On May 22, 2012 the SEC announced the filing of a complaint in Federal District Court in the Southern District of Florida alleging violations of federal securities laws by two Fort Lauderdale residents – George Levin and Frank Preve. The SEC alleges that Levin and Preve raised over $157 million from 173 investors in less than two years by issuing promissory notes from Levin’s company and interests in a private investment fund they created in 2009. The funds were used to purchase bogus legal settlements from a former prominent Florida attorney, Scott Rothstein, who used investor funds to make payments due other investors and is currently serving a 50-year prison term as a result. The SEC’s complaint notes that Levin and Preve’s fund, Banyon Income Fund, was the largest source of capital for Rothstein’s Ponzi scheme.

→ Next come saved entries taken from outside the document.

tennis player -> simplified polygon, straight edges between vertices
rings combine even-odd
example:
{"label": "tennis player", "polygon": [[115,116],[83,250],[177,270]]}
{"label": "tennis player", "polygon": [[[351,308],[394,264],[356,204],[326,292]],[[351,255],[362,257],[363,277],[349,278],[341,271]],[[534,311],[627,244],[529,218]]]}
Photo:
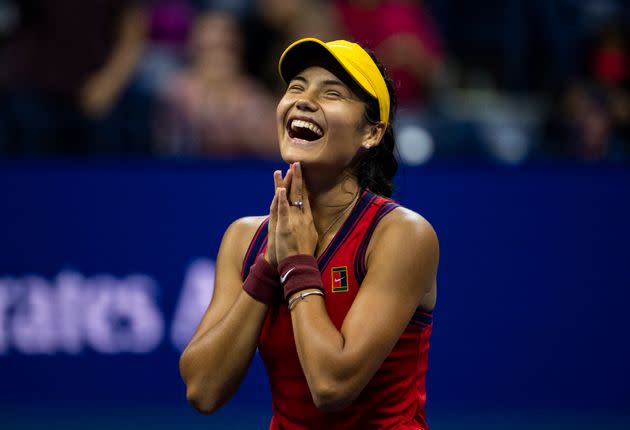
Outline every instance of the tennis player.
{"label": "tennis player", "polygon": [[180,370],[212,413],[259,349],[270,429],[427,429],[424,405],[438,240],[388,197],[395,95],[361,46],[306,38],[279,61],[286,175],[269,216],[235,221],[214,296]]}

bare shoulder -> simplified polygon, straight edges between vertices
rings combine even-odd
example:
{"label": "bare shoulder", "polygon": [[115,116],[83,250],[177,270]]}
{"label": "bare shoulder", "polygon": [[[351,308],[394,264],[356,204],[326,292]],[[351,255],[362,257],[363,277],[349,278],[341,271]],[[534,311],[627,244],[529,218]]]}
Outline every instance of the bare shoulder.
{"label": "bare shoulder", "polygon": [[230,235],[231,238],[241,238],[242,236],[249,237],[254,236],[260,224],[267,218],[266,216],[246,216],[239,218],[230,224],[225,231],[226,235]]}
{"label": "bare shoulder", "polygon": [[219,253],[229,256],[235,264],[240,264],[254,234],[265,218],[266,216],[248,216],[232,222],[223,234]]}
{"label": "bare shoulder", "polygon": [[431,224],[418,213],[398,207],[374,230],[366,266],[382,285],[394,285],[400,297],[431,311],[436,300],[439,243]]}
{"label": "bare shoulder", "polygon": [[433,226],[417,212],[399,206],[387,214],[374,230],[368,248],[392,248],[416,251],[423,254],[439,254],[438,238]]}

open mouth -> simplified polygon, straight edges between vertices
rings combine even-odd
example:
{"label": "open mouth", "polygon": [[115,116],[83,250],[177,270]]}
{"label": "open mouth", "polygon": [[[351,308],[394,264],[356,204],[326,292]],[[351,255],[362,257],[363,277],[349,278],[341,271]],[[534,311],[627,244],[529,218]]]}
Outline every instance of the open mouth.
{"label": "open mouth", "polygon": [[287,125],[289,137],[292,139],[301,139],[312,142],[321,138],[324,131],[320,126],[311,121],[303,119],[292,119]]}

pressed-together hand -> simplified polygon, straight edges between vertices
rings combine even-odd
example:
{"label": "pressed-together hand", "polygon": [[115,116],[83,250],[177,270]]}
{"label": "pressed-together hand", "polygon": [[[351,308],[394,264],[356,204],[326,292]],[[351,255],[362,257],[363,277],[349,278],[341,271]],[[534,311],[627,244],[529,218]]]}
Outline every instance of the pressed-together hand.
{"label": "pressed-together hand", "polygon": [[308,191],[302,178],[300,163],[291,165],[293,176],[291,191],[276,188],[278,218],[276,223],[276,258],[280,262],[296,254],[313,255],[317,247],[317,230],[308,200]]}
{"label": "pressed-together hand", "polygon": [[269,225],[267,235],[267,250],[265,251],[265,259],[274,266],[278,265],[276,258],[276,225],[278,224],[278,188],[289,188],[291,186],[291,178],[293,177],[293,166],[287,170],[287,174],[282,178],[282,172],[276,170],[273,172],[274,196],[269,208]]}

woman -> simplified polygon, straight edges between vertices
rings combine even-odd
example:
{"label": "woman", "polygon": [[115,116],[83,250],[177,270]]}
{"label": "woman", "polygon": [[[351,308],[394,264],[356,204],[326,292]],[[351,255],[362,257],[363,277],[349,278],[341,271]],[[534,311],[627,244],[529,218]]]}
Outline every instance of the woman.
{"label": "woman", "polygon": [[271,429],[426,429],[438,242],[383,197],[396,171],[391,82],[346,41],[299,40],[279,70],[290,168],[274,173],[269,217],[224,235],[212,303],[181,357],[187,397],[215,411],[258,347]]}
{"label": "woman", "polygon": [[242,34],[223,12],[195,18],[190,64],[171,77],[156,123],[158,151],[277,158],[274,97],[245,73]]}

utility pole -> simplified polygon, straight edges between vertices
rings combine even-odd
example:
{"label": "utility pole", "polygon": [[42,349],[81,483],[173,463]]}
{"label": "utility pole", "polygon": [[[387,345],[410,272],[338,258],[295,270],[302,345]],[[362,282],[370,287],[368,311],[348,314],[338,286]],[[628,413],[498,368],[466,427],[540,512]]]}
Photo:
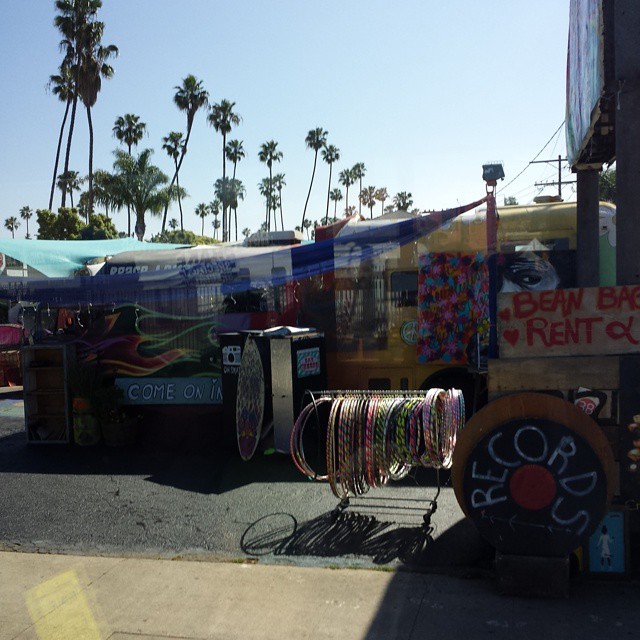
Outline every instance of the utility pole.
{"label": "utility pole", "polygon": [[562,200],[562,185],[563,184],[572,184],[575,183],[575,180],[563,180],[562,179],[562,163],[566,162],[567,159],[563,158],[562,156],[558,156],[557,160],[532,160],[529,164],[538,164],[538,163],[545,163],[545,164],[551,164],[553,162],[557,162],[558,163],[558,181],[553,181],[553,182],[536,182],[535,186],[536,187],[552,187],[555,185],[558,185],[558,198],[560,198],[560,200]]}

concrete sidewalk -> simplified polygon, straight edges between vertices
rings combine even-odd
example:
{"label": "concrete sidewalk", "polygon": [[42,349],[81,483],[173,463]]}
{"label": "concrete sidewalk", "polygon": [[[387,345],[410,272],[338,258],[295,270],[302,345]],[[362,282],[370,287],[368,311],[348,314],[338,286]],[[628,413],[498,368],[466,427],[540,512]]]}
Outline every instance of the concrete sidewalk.
{"label": "concrete sidewalk", "polygon": [[487,577],[0,552],[0,640],[636,637],[638,584],[498,595]]}
{"label": "concrete sidewalk", "polygon": [[389,571],[0,552],[0,640],[410,637],[428,583]]}

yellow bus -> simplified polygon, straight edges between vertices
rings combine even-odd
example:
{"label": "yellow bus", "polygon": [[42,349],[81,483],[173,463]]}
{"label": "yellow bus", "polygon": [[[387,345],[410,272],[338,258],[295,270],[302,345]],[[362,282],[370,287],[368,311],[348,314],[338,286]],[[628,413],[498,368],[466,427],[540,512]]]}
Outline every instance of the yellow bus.
{"label": "yellow bus", "polygon": [[[411,217],[404,212],[346,224],[338,236],[348,237],[372,226]],[[446,296],[468,304],[466,288],[488,290],[486,210],[462,214],[428,236],[405,245],[389,244],[372,260],[325,275],[323,294],[333,298],[333,310],[316,314],[314,322],[327,337],[327,375],[330,389],[459,388],[468,412],[481,401],[486,340],[478,328],[488,319],[464,312],[447,325]],[[615,206],[601,203],[601,284],[615,283]],[[355,244],[355,243],[354,243]],[[348,243],[340,243],[348,251]],[[338,250],[336,245],[336,250]],[[498,209],[497,291],[554,289],[576,284],[576,203],[505,206]],[[451,284],[451,264],[466,260],[473,278]],[[339,262],[337,260],[337,262]],[[436,270],[442,274],[431,277]],[[464,271],[464,270],[463,270]],[[445,280],[442,280],[442,278]],[[448,278],[449,284],[446,279]],[[443,285],[444,282],[444,285]],[[451,286],[450,286],[451,285]],[[426,292],[426,294],[425,294]],[[457,293],[456,293],[457,292]],[[425,299],[430,304],[425,304]],[[304,306],[304,305],[303,305]],[[485,309],[486,311],[486,309]],[[473,316],[473,317],[471,317]],[[461,320],[462,318],[462,320]],[[461,324],[462,322],[462,324]],[[449,327],[446,329],[446,327]],[[428,346],[435,334],[440,342],[456,342],[451,353]],[[442,335],[444,334],[444,336]],[[465,343],[464,352],[460,343]],[[427,344],[427,347],[425,347]],[[484,345],[484,347],[483,347]],[[449,357],[450,356],[450,357]]]}

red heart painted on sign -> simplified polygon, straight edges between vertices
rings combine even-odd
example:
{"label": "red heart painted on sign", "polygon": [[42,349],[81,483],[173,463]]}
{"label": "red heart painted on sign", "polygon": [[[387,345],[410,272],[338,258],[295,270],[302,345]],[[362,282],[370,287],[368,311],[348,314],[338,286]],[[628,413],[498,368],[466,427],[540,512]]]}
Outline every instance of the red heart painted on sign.
{"label": "red heart painted on sign", "polygon": [[505,322],[509,322],[509,320],[511,319],[511,309],[509,309],[509,307],[503,309],[498,314],[498,318],[500,318],[500,320],[504,320]]}
{"label": "red heart painted on sign", "polygon": [[502,334],[502,337],[512,346],[516,346],[518,342],[518,336],[520,335],[517,329],[506,329]]}

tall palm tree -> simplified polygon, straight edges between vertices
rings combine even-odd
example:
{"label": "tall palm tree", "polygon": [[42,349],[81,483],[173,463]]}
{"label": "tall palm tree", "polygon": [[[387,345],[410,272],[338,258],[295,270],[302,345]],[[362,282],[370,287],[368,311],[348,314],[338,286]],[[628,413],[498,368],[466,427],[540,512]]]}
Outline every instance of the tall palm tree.
{"label": "tall palm tree", "polygon": [[200,233],[201,236],[204,235],[204,219],[211,213],[211,210],[209,209],[209,207],[204,203],[201,202],[195,210],[195,214],[202,219],[202,232]]}
{"label": "tall palm tree", "polygon": [[[272,185],[267,192],[267,231],[271,230],[271,197],[273,194],[273,163],[280,162],[282,160],[282,151],[278,151],[278,143],[275,140],[269,140],[267,142],[263,142],[260,145],[260,151],[258,152],[258,160],[260,162],[264,162],[267,167],[269,167],[269,184]],[[278,228],[277,222],[275,223],[275,228]]]}
{"label": "tall palm tree", "polygon": [[180,131],[171,131],[168,136],[162,138],[162,148],[167,155],[173,160],[175,169],[176,186],[178,187],[178,208],[180,209],[180,231],[184,231],[184,220],[182,216],[182,198],[180,198],[180,177],[178,175],[178,159],[184,148],[184,140]]}
{"label": "tall palm tree", "polygon": [[[62,34],[60,48],[64,51],[63,65],[68,67],[73,82],[73,97],[71,100],[71,119],[67,135],[67,149],[62,175],[69,172],[69,158],[71,155],[71,140],[76,119],[78,98],[80,97],[80,75],[83,56],[92,30],[96,22],[98,9],[102,7],[102,0],[56,0],[55,7],[58,14],[54,18],[54,25]],[[62,192],[62,206],[66,205],[66,191]]]}
{"label": "tall palm tree", "polygon": [[[146,130],[147,125],[144,122],[140,122],[140,116],[136,116],[133,113],[125,113],[124,116],[118,116],[112,129],[114,138],[126,145],[129,155],[131,155],[131,147],[138,145]],[[127,208],[127,235],[131,235],[131,208]]]}
{"label": "tall palm tree", "polygon": [[29,235],[29,218],[31,218],[32,216],[33,210],[30,207],[24,206],[22,207],[22,209],[20,209],[20,217],[27,223],[27,235],[25,236],[27,240],[31,238],[31,236]]}
{"label": "tall palm tree", "polygon": [[369,207],[369,217],[373,218],[373,207],[376,204],[376,188],[366,187],[360,192],[360,204]]}
{"label": "tall palm tree", "polygon": [[[362,193],[362,178],[364,178],[364,174],[367,172],[366,167],[364,166],[364,162],[357,162],[351,168],[351,172],[353,174],[354,182],[358,181],[358,192]],[[358,215],[362,215],[362,201],[359,201],[358,205]]]}
{"label": "tall palm tree", "polygon": [[[227,146],[225,148],[225,155],[227,156],[227,160],[229,162],[233,162],[233,176],[232,180],[236,179],[236,167],[238,166],[238,162],[244,158],[244,147],[242,146],[242,140],[229,140]],[[240,183],[242,184],[242,183]],[[244,186],[242,198],[244,199]],[[236,228],[236,242],[238,240],[238,208],[236,207],[233,210],[234,224]],[[231,226],[231,225],[229,225]]]}
{"label": "tall palm tree", "polygon": [[329,197],[331,195],[331,170],[333,163],[340,160],[340,149],[333,144],[328,144],[322,150],[322,159],[329,165],[329,187],[327,188],[327,211],[325,213],[325,224],[329,224]]}
{"label": "tall palm tree", "polygon": [[[172,187],[178,179],[178,173],[182,167],[182,161],[187,154],[187,145],[189,144],[189,138],[191,137],[191,128],[193,127],[193,120],[196,117],[196,113],[202,107],[206,107],[209,104],[209,93],[202,86],[202,81],[198,80],[194,75],[189,74],[182,80],[180,86],[174,87],[176,90],[173,96],[173,102],[180,111],[184,111],[187,115],[187,134],[184,139],[184,145],[180,152],[180,159],[176,164],[176,171],[171,179]],[[178,189],[180,193],[181,189]],[[162,231],[164,231],[167,222],[167,211],[169,209],[169,203],[167,203],[164,213],[162,215]]]}
{"label": "tall palm tree", "polygon": [[283,231],[284,231],[284,217],[282,215],[282,187],[285,187],[286,185],[287,183],[284,181],[284,173],[276,173],[276,175],[273,176],[273,186],[278,192],[278,204],[280,205],[280,226],[282,227]]}
{"label": "tall palm tree", "polygon": [[[58,176],[58,189],[63,194],[68,193],[71,198],[71,208],[73,209],[73,192],[80,191],[80,186],[84,182],[84,178],[80,177],[77,171],[67,171]],[[64,198],[63,198],[64,199]]]}
{"label": "tall palm tree", "polygon": [[329,197],[333,202],[333,217],[337,218],[338,202],[342,200],[342,191],[337,187],[335,189],[331,189],[331,193],[329,194]]}
{"label": "tall palm tree", "polygon": [[118,55],[118,47],[114,44],[106,46],[102,44],[103,32],[104,22],[93,21],[85,29],[78,76],[78,93],[87,110],[87,123],[89,124],[89,215],[93,213],[93,122],[91,109],[98,100],[102,79],[108,80],[113,77],[113,67],[108,61]]}
{"label": "tall palm tree", "polygon": [[311,196],[311,187],[313,187],[313,178],[316,175],[316,165],[318,163],[318,151],[322,149],[327,143],[327,136],[329,135],[328,131],[325,131],[322,127],[316,127],[312,129],[307,134],[307,137],[304,139],[307,149],[313,149],[313,171],[311,173],[311,183],[309,184],[309,193],[307,194],[307,200],[304,203],[304,210],[302,212],[302,222],[300,223],[301,228],[304,227],[304,220],[307,216],[307,206],[309,204],[309,197]]}
{"label": "tall palm tree", "polygon": [[169,229],[171,229],[171,231],[175,231],[178,228],[178,221],[175,218],[171,218],[171,220],[169,220]]}
{"label": "tall palm tree", "polygon": [[249,227],[245,227],[245,228],[242,230],[242,235],[243,235],[245,238],[248,238],[248,237],[251,235],[251,229],[249,229]]}
{"label": "tall palm tree", "polygon": [[382,215],[384,213],[384,201],[389,197],[386,187],[376,189],[374,197],[380,203],[380,215]]}
{"label": "tall palm tree", "polygon": [[15,216],[11,216],[4,221],[4,228],[11,231],[11,237],[16,237],[16,231],[20,226],[20,222],[18,222],[18,218]]}
{"label": "tall palm tree", "polygon": [[400,191],[393,196],[393,204],[398,211],[409,211],[413,206],[413,196],[408,191]]}
{"label": "tall palm tree", "polygon": [[65,103],[64,116],[60,125],[60,134],[58,136],[58,147],[56,148],[56,161],[53,165],[53,178],[51,179],[51,193],[49,194],[49,211],[53,208],[53,195],[56,189],[56,178],[58,177],[58,164],[60,162],[60,150],[62,149],[62,138],[64,137],[64,127],[69,116],[69,109],[75,95],[75,84],[73,82],[73,72],[70,67],[62,63],[60,65],[60,73],[58,75],[49,76],[47,87],[54,96],[58,97],[60,102]]}
{"label": "tall palm tree", "polygon": [[[208,120],[209,124],[218,132],[222,134],[222,179],[227,177],[227,134],[231,131],[233,126],[240,124],[240,116],[233,111],[233,107],[236,106],[235,102],[229,100],[221,100],[218,104],[211,106]],[[228,221],[227,221],[227,207],[224,202],[222,203],[222,241],[228,240]]]}
{"label": "tall palm tree", "polygon": [[353,175],[353,169],[343,169],[338,174],[338,182],[346,189],[347,195],[344,203],[345,211],[349,210],[349,187],[354,184],[356,181],[355,176]]}
{"label": "tall palm tree", "polygon": [[169,178],[151,164],[152,153],[151,149],[144,149],[135,157],[117,149],[113,163],[114,181],[111,189],[114,201],[118,207],[131,206],[136,214],[135,234],[140,241],[147,228],[146,214],[161,215],[165,206],[178,197],[178,187],[172,184],[166,186]]}

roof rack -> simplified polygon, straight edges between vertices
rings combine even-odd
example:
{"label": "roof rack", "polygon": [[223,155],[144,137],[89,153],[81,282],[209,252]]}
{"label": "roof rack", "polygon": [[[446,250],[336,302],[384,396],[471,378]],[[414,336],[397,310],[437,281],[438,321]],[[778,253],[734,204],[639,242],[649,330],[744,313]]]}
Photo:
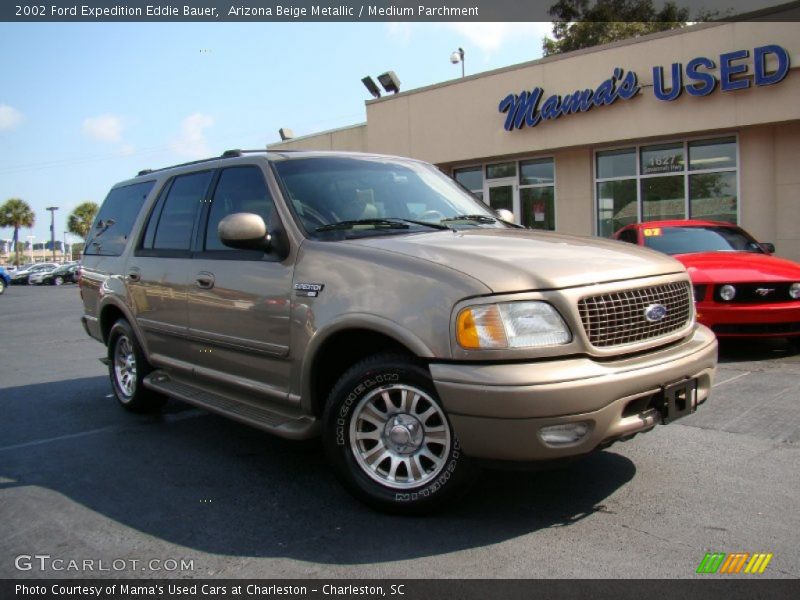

The SEC’s complaint alleges the fund’s private placement memorandum, which Levin had ultimate responsibility for, stated that there were safeguards in place to protect investor money. In reality, though, the fund purchased the fake settlements without seeing any legal documents or taking any steps to verify their legitimacy. Further, the SEC alleges that even as Rothstein’s scheme was collapsing, Levin and Preve sought new investor money, touting the success of their “investment strategy” and falsely stating the fund had collected half of the $1 billion in settlements it had purchased previously, and was due another $550 million. By the time the fund offering began in May 2009, however, Rothstein had apparently ceased making payments on those settlements. Bankruptcy court records from 2009 showed that the fund invested $775 million in Rothstein’s Ponzi scheme.